Query 20200510_052523_00189_9pmv8 failed: Error opening Hive split hdfs://testHadoop/dataware/ods/abc/pt=20200426/part-__170d9cc5_7b28_4828_bc34_ad141740ac89 (offset=134217728, length=33554432: Malformed ORC file. Can not read SQL type bigint from ORC stream .id of type STRING [hdfs://testHadoop/dataware/ods/abc/pt=20200426/part-__170d9cc5_7b28_4828_bc34_ad141740ac89]
io.prestosql.spi.PrestoException: Error opening Hive split hdfs://testHadoop/dataware/ods/abc/pt=20200426/part-__170d9cc5_7b28_4828_bc34_ad141740ac89 (offset=134217728, length=33554432): Malformed ORC file.
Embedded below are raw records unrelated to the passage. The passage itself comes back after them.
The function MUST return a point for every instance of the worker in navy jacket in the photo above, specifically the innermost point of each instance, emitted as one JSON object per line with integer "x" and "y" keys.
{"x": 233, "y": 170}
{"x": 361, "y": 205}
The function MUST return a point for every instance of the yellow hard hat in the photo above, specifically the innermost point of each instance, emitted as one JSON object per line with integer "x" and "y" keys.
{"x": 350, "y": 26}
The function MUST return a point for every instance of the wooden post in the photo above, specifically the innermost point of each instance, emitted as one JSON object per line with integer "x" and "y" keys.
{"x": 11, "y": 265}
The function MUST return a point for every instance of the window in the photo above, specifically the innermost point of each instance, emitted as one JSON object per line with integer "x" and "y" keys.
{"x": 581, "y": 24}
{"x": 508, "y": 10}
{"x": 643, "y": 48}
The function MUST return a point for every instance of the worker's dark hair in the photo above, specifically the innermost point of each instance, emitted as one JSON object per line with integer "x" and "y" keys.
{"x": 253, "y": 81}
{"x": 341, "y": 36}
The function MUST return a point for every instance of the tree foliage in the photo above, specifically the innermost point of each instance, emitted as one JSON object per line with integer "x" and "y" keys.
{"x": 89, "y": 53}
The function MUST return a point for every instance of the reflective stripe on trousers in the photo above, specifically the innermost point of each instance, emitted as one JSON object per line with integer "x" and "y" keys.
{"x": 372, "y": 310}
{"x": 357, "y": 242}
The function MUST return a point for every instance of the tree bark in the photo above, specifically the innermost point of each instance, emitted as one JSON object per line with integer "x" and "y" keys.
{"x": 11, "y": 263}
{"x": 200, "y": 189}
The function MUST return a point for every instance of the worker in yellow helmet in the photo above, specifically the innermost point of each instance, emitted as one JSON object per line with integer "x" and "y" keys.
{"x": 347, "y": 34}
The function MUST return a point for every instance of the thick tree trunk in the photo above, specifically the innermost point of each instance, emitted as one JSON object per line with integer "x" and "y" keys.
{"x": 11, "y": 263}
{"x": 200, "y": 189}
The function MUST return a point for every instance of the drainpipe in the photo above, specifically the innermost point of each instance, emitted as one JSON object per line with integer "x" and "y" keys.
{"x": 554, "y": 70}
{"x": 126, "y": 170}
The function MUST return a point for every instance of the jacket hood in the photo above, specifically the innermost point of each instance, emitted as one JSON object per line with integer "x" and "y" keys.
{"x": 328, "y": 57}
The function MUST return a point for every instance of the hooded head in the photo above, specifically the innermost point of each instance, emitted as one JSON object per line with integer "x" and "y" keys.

Can not read SQL type bigint from ORC stream .id of type STRING [hdfs://testHadoop/dataware/ods/abc/pt=20200426/part-__170d9cc5_7b28_4828_bc34_ad141740ac89]
at io.prestosql.plugin.hive.orc.OrcPageSourceFactory.createOrcPageSource(OrcPageSourceFactory.java:235)
at io.prestosql.plugin.hive.orc.OrcPageSourceFactory.createPageSource(OrcPageSourceFactory.java:121)
at io.prestosql.plugin.hive.HivePageSourceProvider.createHivePageSource(HivePageSourceProvider.java:164)
at io.prestosql.plugin.hive.HivePageSourceProvider.createPageSource(HivePageSourceProvider.java:98)
at io.prestosql.spi.connector.classloader.ClassLoaderSafeConnectorPageSourceProvider.createPageSource(ClassLoaderSafeConnectorPageSourceProvider.java:45)
at io.prestosql.split.PageSourceManager.createPageSource(PageSourceManager.java:56)
at io.prestosql.operator.TableScanOperator.getOutput(TableScanOperator.java:283)
at io.prestosql.operator.Driver.processInternal(Driver.java:379)
at io.prestosql.operator.Driver.lambda$processFor$8(Driver.java:283)
at io.prestosql.operator.Driver.tryWithLock(Driver.java:675)
at io.prestosql.operator.Driver.processFor(Driver.java:276)
at io.prestosql.execution.SqlTaskExecution$DriverSplitRunner.processFor(SqlTaskExecution.java:1075)
at io.prestosql.execution.executor.PrioritizedSplitRunner.process(PrioritizedSplitRunner.java:163)
at io.prestosql.execution.executor.TaskExecutor$TaskRunner.run(TaskExecutor.java:484)
at io.prestosql.$gen.Presto_317_dirty____20200428_034006_1.run(Unknown Source)
at java.util.concurrent.ThreadPoolExecutor.runWorker(ThreadPoolExecutor.java:1149)
at java.util.concurrent.ThreadPoolExecutor$Worker.run(ThreadPoolExecutor.java:624)
at java.lang.Thread.run(Thread.java:748)
Caused by: io.prestosql.orc.OrcCorruptionException: Malformed ORC file. Can not read SQL type bigint from ORC stream .id of type STRING [hdfs://testHadoop/dataware/ods/abc/pt=20200426/part-__170d9cc5_7b28_4828_bc34_ad141740ac89]
at io.prestosql.orc.reader.ReaderUtils.verifyStreamType(ReaderUtils.java:40)
at io.prestosql.orc.reader.SliceStreamReader.<init>(SliceStreamReader.java:63)
at io.prestosql.orc.reader.StreamReaders.createStreamReader(StreamReaders.java:48)
at io.prestosql.orc.OrcRecordReader.createStreamReaders(OrcRecordReader.java:559)
at io.prestosql.orc.OrcRecordReader.<init>(OrcRecordReader.java:240)
at io.prestosql.orc.OrcReader.createRecordReader(OrcReader.java:249)
at io.prestosql.plugin.hive.orc.OrcPageSourceFactory.createOrcPageSource(OrcPageSourceFactory.java:205)
@Xuchaojing Could you share two kinds of full stacktrace with:
hive.orc.use-column-names=true
hive.orc.use-column-names=false
hive.orc.use-column-names=true
the error stack is the same, whether true or false.
Let's continue in this Slack thread https://prestosql.slack.com/archives/CGB0QHWSW/p1589011535253100
I think this is because the ORC reader that Hive uses converts the data type from File Type
to Reader Type
when possible, but Presto does not support the conversion currently.
Query 20200509_032316_00682_9pmv8 failed: Error opening Hive split hdfs://xxxxxxx (offset=33554432, length=33554432): Malformed ORC file. Can not read SQL type bigint from ORC stream .id of type STRING
so is it any suggestion about this issue?